Several local roads recall the names of the interrelated families
that lived in the Court - the Giffards, the Norwoods and then
the Tryes.
It was Charles Brandon Trye who at the end of the 18th century
developed the quarries and built a horse-drawn railway to carry
the stone into Cheltenham. One section of track passed behind
a pillar of harder rock left by the quarrymen - 'the Devil's Chimney'.
The hill and quarries were later bought by Henry Dale, who fenced
off the footpaths, against often violent local opposition, which
came to a head on Good Friday 1906, when the Riot Act had to be
read and eight men were arrested and sentenced to hard labour.
Public access to the common was assured in 1929, however, when
it was bought by Cheltenham Town Council.
In 1894 the Court was bought and enlarged by John Hargreaves,
who is said to have entertained the future King Edward VII there.
During World War I the building housed a Red Cross Hospital and
in World War II barrack huts in its grounds were occupied by US
servicemen, before the D-Day landings. From 1945 to 1948 German
POWs were billeted there, mostly working on farms. They got on
well with Leckhampton's inhabitants and several married local
girls. From 1956 to 1969 the Court was given over to a preparatory
school, after which the building fell into disrepair until it
was bought and restored by the Sue Ryder Foundation as a Care
Centre.
The earliest parts of St Peter's church include the tower and
spire, but there are remnants, including the font, from an even
older building. One of its first priests was fined two shillings
by Archbishop Thomas à Beckett for not paying his dues.

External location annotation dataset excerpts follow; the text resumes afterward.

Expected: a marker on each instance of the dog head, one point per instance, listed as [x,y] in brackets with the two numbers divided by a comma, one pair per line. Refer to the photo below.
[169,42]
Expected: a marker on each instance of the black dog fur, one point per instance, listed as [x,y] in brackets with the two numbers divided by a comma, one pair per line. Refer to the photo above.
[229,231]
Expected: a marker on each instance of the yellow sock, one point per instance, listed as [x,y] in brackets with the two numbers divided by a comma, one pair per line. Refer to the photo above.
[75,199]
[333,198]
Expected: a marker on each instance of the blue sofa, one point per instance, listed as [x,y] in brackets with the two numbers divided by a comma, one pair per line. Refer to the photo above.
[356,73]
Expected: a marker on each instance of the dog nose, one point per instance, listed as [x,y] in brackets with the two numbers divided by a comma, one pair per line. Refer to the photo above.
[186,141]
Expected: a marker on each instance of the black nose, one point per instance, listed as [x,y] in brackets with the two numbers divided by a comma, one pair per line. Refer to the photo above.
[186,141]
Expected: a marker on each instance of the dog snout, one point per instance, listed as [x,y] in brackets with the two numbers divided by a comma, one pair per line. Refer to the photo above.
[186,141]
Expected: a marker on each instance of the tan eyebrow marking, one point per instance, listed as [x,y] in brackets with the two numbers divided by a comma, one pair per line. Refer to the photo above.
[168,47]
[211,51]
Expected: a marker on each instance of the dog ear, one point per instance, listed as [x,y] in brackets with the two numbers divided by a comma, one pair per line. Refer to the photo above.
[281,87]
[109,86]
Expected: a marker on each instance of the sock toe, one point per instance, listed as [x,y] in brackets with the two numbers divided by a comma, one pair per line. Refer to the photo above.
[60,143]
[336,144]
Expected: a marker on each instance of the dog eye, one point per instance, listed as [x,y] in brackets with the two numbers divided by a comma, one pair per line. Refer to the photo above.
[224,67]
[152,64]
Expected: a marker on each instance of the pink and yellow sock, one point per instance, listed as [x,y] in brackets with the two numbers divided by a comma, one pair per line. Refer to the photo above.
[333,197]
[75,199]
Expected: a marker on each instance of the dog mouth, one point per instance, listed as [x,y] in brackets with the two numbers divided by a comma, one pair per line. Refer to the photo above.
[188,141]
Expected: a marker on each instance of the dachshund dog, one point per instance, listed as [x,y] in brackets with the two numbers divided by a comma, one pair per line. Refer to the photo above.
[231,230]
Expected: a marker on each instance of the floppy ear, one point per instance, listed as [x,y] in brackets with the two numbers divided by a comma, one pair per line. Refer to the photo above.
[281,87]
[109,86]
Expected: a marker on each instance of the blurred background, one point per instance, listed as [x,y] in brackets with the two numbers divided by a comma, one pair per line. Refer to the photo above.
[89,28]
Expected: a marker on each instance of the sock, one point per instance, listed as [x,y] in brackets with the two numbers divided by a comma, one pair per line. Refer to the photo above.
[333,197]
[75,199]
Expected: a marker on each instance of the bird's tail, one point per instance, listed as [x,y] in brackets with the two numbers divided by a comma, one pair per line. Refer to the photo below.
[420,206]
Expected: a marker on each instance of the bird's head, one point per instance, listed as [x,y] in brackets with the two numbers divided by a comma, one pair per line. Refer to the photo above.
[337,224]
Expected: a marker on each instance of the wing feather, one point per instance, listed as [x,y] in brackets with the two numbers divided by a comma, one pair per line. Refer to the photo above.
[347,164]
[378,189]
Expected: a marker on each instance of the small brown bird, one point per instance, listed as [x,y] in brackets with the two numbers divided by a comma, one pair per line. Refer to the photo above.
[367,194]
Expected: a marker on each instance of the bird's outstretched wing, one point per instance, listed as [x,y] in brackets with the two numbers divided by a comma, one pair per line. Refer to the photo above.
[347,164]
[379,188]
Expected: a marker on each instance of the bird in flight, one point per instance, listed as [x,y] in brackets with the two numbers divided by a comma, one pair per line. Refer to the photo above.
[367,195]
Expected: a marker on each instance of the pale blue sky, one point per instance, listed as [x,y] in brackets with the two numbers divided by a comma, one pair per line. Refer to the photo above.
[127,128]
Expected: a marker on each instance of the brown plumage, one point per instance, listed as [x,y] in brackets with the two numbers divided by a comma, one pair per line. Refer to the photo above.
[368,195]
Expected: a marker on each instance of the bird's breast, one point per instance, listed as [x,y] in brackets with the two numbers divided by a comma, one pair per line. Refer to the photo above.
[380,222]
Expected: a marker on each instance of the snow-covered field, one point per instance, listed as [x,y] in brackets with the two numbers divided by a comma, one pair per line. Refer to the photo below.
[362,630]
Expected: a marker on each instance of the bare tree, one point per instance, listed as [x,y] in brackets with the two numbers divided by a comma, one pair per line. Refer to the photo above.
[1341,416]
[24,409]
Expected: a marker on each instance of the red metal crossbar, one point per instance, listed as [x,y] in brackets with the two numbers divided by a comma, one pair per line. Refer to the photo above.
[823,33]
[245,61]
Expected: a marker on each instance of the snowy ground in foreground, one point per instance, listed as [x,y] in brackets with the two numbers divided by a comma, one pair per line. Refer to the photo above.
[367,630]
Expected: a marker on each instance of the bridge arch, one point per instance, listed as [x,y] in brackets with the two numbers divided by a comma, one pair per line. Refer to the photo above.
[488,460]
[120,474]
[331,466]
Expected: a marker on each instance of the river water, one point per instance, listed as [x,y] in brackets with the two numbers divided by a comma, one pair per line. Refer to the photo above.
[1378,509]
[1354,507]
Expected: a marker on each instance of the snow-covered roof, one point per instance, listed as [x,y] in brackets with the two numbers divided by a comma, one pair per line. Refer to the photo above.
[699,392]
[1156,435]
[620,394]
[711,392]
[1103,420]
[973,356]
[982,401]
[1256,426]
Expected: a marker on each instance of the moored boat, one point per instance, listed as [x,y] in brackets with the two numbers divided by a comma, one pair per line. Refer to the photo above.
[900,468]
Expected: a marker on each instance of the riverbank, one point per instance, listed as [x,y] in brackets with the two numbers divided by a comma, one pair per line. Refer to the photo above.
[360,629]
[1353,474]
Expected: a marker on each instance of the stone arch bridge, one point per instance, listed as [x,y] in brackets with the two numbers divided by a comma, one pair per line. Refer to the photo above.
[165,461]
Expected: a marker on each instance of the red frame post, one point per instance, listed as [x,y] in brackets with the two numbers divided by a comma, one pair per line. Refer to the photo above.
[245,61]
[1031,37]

The church contains effigies of Sir John Giffard and his wife
and a memorial brass to Elizabeth Lygon, wife of William Norwood.
The pulpit was carved from an oak tree grown in a nearby field.
The oldest person buried in the churchyard is Richard Purser,
aged 111. There are memorials to three VCs and to Dr Edward Wilson,
who died on Scott's Antarctic expedition, and graves of a score
of army generals and men with careers in the Indian Empire as
well as other eminent Cheltonians.
In the 'newer' part of the village, the original school (now the
dining hall) was built in probably 1840, and the Village Hall
was opened in 1897. The war memorial occupies the site of the
old village well.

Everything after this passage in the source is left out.